Thanks John. Let me bring this back to the customer and see if this fulfils their request
Customer responded and looks like this suggestion (pc stop/start) and the group definition will meet their needs. Their only request now is that if it's possible for us to make "pc stop/start" spelled out as command to choose from when doing an operation for the agent?

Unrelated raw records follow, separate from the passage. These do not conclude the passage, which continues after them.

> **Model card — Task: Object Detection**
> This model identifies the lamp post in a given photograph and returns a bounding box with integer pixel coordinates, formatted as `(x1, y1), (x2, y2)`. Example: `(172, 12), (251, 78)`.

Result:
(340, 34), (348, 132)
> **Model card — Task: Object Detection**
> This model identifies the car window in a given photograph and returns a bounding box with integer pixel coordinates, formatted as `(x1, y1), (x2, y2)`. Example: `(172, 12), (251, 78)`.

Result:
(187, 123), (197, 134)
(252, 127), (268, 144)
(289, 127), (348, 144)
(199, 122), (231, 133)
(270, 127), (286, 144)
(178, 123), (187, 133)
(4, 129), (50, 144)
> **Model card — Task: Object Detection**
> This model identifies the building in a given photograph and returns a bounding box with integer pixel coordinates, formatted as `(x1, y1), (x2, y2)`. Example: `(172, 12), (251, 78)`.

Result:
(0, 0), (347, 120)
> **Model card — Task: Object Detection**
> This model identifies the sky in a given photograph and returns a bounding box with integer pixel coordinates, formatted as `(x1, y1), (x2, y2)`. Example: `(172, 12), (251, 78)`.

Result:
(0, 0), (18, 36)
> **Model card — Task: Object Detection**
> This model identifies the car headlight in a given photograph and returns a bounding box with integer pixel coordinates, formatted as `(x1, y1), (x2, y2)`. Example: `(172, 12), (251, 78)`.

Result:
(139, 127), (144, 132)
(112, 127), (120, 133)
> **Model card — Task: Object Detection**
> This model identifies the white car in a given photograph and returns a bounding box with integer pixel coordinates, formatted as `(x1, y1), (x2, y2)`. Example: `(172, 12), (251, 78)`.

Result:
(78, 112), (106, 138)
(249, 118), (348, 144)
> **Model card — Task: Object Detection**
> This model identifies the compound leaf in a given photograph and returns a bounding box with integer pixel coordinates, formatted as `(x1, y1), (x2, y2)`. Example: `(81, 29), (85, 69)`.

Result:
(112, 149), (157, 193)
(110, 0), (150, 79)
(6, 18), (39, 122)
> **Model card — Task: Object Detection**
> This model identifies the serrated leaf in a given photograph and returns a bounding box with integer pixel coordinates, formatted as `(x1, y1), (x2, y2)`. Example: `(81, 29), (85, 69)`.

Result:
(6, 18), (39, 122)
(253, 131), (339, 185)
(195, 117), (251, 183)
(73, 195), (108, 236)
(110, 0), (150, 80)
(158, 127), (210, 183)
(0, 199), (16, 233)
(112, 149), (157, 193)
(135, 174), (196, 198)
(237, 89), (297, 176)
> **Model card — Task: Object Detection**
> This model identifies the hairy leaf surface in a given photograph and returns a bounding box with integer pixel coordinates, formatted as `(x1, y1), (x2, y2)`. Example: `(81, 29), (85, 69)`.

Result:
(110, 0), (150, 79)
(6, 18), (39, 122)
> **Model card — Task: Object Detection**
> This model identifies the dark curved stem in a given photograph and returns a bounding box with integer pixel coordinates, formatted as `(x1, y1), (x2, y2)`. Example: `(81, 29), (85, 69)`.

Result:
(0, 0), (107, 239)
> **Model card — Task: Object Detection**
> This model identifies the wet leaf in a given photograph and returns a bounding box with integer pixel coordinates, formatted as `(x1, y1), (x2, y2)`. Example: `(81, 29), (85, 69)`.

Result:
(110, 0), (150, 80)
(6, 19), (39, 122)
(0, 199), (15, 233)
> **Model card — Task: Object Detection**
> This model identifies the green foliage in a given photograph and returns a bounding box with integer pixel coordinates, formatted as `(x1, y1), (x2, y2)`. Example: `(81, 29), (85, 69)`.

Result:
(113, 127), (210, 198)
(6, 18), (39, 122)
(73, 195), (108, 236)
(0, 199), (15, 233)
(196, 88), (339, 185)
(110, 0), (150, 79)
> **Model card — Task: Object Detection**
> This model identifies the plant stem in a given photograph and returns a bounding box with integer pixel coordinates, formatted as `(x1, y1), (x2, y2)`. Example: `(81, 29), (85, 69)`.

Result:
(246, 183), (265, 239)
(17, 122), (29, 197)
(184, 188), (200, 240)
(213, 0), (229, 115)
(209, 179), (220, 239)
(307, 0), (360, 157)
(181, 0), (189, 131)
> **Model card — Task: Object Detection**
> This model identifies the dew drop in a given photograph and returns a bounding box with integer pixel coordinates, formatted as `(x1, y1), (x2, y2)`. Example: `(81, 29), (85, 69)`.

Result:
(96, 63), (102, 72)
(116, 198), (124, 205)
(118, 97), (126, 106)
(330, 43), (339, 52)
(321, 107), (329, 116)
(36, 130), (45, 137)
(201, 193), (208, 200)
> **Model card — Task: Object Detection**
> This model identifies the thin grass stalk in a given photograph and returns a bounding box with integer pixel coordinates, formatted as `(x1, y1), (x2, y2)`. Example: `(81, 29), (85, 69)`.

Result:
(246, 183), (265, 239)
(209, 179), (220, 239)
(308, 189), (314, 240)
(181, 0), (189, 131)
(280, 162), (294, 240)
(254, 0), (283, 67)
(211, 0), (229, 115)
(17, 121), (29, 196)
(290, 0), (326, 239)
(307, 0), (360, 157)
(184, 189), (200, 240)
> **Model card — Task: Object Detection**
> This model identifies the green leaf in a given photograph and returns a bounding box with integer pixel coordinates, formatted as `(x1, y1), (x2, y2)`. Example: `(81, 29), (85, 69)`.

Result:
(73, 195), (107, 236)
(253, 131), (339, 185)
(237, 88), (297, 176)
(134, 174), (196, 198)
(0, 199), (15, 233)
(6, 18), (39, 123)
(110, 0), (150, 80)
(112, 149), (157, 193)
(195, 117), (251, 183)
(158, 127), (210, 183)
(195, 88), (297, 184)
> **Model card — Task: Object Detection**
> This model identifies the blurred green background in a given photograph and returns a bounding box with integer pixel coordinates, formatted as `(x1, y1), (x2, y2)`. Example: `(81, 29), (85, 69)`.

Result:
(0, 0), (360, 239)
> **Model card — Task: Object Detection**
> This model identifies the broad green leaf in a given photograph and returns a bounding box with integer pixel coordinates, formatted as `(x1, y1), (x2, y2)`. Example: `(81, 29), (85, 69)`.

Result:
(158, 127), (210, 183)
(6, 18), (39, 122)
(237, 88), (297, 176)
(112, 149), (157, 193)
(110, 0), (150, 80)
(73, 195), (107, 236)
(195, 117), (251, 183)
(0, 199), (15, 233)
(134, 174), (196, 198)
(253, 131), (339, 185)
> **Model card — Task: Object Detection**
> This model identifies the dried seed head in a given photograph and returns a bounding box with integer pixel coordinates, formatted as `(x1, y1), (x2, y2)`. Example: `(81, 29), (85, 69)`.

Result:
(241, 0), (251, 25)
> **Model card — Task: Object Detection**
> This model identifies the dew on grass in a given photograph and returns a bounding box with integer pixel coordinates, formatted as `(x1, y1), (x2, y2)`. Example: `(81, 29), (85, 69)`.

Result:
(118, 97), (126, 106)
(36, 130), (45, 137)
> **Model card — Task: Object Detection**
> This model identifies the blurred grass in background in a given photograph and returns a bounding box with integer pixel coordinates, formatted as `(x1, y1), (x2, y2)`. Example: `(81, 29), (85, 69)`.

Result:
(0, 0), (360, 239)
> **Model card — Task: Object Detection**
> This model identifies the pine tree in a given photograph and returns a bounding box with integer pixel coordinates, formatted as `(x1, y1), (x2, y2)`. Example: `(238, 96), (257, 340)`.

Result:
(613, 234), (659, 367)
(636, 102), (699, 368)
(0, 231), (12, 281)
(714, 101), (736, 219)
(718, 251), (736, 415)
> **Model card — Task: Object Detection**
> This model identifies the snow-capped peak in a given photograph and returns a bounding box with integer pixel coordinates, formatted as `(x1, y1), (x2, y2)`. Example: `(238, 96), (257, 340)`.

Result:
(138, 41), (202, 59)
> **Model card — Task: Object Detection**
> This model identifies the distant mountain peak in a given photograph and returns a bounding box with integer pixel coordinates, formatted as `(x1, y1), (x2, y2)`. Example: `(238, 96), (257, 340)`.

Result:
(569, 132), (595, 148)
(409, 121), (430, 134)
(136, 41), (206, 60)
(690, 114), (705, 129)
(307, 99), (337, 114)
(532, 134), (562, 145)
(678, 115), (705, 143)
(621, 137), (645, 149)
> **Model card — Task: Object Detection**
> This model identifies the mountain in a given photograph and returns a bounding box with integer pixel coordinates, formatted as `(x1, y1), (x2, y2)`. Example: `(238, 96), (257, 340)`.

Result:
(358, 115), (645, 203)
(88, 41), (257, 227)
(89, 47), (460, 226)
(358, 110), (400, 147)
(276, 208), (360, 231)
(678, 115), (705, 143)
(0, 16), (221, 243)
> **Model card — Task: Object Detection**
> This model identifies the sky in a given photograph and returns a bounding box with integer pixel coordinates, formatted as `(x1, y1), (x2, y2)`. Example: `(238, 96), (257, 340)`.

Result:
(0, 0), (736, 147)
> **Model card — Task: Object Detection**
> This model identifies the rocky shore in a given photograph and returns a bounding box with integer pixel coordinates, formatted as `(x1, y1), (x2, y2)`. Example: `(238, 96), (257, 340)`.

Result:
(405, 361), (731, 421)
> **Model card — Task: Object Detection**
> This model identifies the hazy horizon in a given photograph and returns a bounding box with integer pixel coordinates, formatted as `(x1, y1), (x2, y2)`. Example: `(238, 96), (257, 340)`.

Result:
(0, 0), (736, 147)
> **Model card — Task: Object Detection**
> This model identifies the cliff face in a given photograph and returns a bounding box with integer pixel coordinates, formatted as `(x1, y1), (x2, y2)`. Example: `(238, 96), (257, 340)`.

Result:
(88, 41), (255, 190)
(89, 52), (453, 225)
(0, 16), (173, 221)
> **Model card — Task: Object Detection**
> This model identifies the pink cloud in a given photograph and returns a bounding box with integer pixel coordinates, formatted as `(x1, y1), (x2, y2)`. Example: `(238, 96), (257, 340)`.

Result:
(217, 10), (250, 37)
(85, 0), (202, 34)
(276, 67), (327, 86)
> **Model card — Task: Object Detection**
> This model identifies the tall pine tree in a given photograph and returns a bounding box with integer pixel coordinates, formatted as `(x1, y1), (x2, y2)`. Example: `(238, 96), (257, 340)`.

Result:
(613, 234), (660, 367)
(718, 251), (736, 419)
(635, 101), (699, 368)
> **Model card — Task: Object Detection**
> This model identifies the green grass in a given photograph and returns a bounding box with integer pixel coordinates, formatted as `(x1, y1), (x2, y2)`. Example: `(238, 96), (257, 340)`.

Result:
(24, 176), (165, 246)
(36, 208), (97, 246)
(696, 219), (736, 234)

Circling back on this topic, customer reported that they were unable to run the "pc" command (start or stop) on the agent in the compatible group. I confirmed it as well with a test on my local machine with 1 RHQ agent. I can do a "pc status" but when doing a "pc stop", I get a "failure" with the following error:
java.lang.RuntimeException: Call to [org.rhq.plugins.agent.AgentServerComponent.invokeOperation()] with args [[executePromptCommand, Configuration[id=12094]]] was rudely interrupted. at org.rhq.core.pc.inventory.ResourceContainer$ResourceComponentInvocationHandler.invokeInNewThreadWithLock(ResourceContainer.java:452) at org.rhq.core.pc.inventory.ResourceContainer$ResourceComponentInvocationHandler.invoke(ResourceContainer.java:434) at $Proxy64.invokeOperation(Unknown Source) at org.rhq.core.pc.operation.OperationInvocation.run(OperationInvocation.java:217) at java.util.concurrent.ThreadPoolExecutor.runWorker(ThreadPoolExecutor.java:1110) at java.util.concurrent.ThreadPoolExecutor$Worker.run(ThreadPoolExecutor.java:603) at java.lang.Thread.run(Thread.java:636) Caused by: java.lang.InterruptedException at java.util.concurrent.locks.AbstractQueuedSynchronizer.doAcquireSharedNanos(AbstractQueuedSynchronizer.java:1042) at java.util.concurrent.locks.AbstractQueuedSynchronizer.tryAcquireSharedNanos(AbstractQueuedSynchronizer.java:1326) at java.util.concurrent.FutureTask$Sync.innerGet(FutureTask.java:257) at java.util.concurrent.FutureTask.get(FutureTask.java:119) at org.rhq.core.pc.inventory.ResourceContainer$ResourceComponentInvocationHandler.invokeInNewThreadWithLock(ResourceContainer.java:446) ... 6 more
but, it does show on the agent command line that "The plugin container has been stopped".
However, running a "pc start" command result in the following error:
org.rhq.core.clientapi.agent.PluginContainerException: Failed to submit invocation request. resource=, operation=[executePromptCommand], jobId=[rhq-resource-10002--1981725742-1309981009433_=_rhq-resource-10002_=_1309981009491]
at sun.reflect.NativeMethodAccessorImpl.invoke0(Native Method)
at sun.reflect.NativeMethodAccessorImpl.invoke0(Native Method)
at $Proxy0.execute(Unknown Source)
Caused by: java.lang.NullPointerException: [Warning] null
... 26 more
Side note, the agent and server is registered under a loopback address, not sure if that made any difference.
try using the agent operation "restartPluginContainer".
there is also a "restart" operation on the agent - this restarts not only the PC but the agent core internals as well (such as the comm layer)
to support this feature would require some code enhancement to the agent-side code.